Our foundations have been absolutely outstanding, there is no doubt about that. One of the biggest things they were able to do was offer resources for hotel rooms when employees were sick or for people who were really struggling to get around. Many generous donors got involved.

But I have to say the government has really met our needs economically during COVID. They were very easy to work with. We got the things we needed funded. Obviously this is going to get more difficult as we return to more normal times, especially as we have a staffing shortage and our nursing colleagues have been very clear about their expectations for significant increases through collective bargaining. They are important at a time when inflation and other pressures make it difficult for the government to think about tax increases.

Our two foundations, UHN Foundation and Princess Margaret Cancer Foundation, raise approximately $250 million annually. It is their investment that allows us to invest in research and innovation, scholarship, education and training. We are not funded any differently than other hospitals when it comes to clinical care. So if we enjoy having one of the top five cancer centers in the world, it’s our foundations that help us do that.

There are a lot of catch-up effects of the pandemic still happening – trauma, long COVID, addiction issues. When do you think you will get back to normal as a hospital? Do you expect to deal with these persistent issues for years or decades?

I think we are on our way to more normalcy. Remember that we are still facing capacity issues. We were often operating at 110 or 120% before the pandemic. We are now approaching 100% occupancy. I think the big change is that we have a new disease. It’s not a disease that goes away, and we haven’t scaled our system to accommodate COVID, long COVID, and the aftermath of COVID. We’ve seen monkeypox lately, and I think most of us think the risks of antibiotic use and infectious diseases are higher on the list of risks than they give it credit for. were once.

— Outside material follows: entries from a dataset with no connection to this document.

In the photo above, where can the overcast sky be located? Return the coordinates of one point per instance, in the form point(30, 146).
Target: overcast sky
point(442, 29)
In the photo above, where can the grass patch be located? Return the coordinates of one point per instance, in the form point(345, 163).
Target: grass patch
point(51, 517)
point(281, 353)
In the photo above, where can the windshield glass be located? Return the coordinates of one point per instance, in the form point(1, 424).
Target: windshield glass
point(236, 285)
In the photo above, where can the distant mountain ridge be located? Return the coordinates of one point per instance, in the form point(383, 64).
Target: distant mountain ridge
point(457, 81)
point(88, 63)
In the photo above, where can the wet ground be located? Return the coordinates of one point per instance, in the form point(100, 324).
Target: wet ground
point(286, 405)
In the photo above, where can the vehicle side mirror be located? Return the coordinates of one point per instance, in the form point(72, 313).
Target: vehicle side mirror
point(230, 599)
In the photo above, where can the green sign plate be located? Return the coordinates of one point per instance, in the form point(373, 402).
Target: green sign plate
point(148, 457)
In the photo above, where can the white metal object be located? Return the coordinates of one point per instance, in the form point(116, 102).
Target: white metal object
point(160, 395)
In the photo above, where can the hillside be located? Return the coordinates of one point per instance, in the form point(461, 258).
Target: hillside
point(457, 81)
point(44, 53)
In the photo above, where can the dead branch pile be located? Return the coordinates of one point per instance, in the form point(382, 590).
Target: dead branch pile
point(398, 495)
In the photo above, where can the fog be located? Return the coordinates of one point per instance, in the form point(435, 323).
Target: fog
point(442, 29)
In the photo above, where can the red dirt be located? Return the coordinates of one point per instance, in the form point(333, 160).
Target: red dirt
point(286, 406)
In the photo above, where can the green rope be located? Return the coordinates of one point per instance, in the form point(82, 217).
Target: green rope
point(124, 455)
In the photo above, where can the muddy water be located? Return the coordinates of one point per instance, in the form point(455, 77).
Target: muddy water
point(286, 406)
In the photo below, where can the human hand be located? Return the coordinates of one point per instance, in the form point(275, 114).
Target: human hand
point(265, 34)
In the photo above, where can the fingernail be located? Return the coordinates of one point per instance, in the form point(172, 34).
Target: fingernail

As a result of COVID, we were living in a changed world. This will open the doors to new professions and new opportunities. This will — I hope — open the door to reconsider where and how we deliver care. But it will also challenge, in Canada and around the world, the financing of an already very expensive health care system. I think it will also help us think about what patient-centered care looks like and what clients want from us as a system.

Health care is not isolated from broader societal developments. It’s fairly new for us in healthcare to deal with uncivil patients frequently. Incivility towards healthcare workers is at an all-time high, at a time when they are wondering if they want to continue in the profession. This is one of my main concerns. How do we bring stability back and forth – to our patients and from our patients, and create a high quality working environment for the people we need to keep in the profession? They feel quite overwhelmed.

This interview has been edited for length and clarity.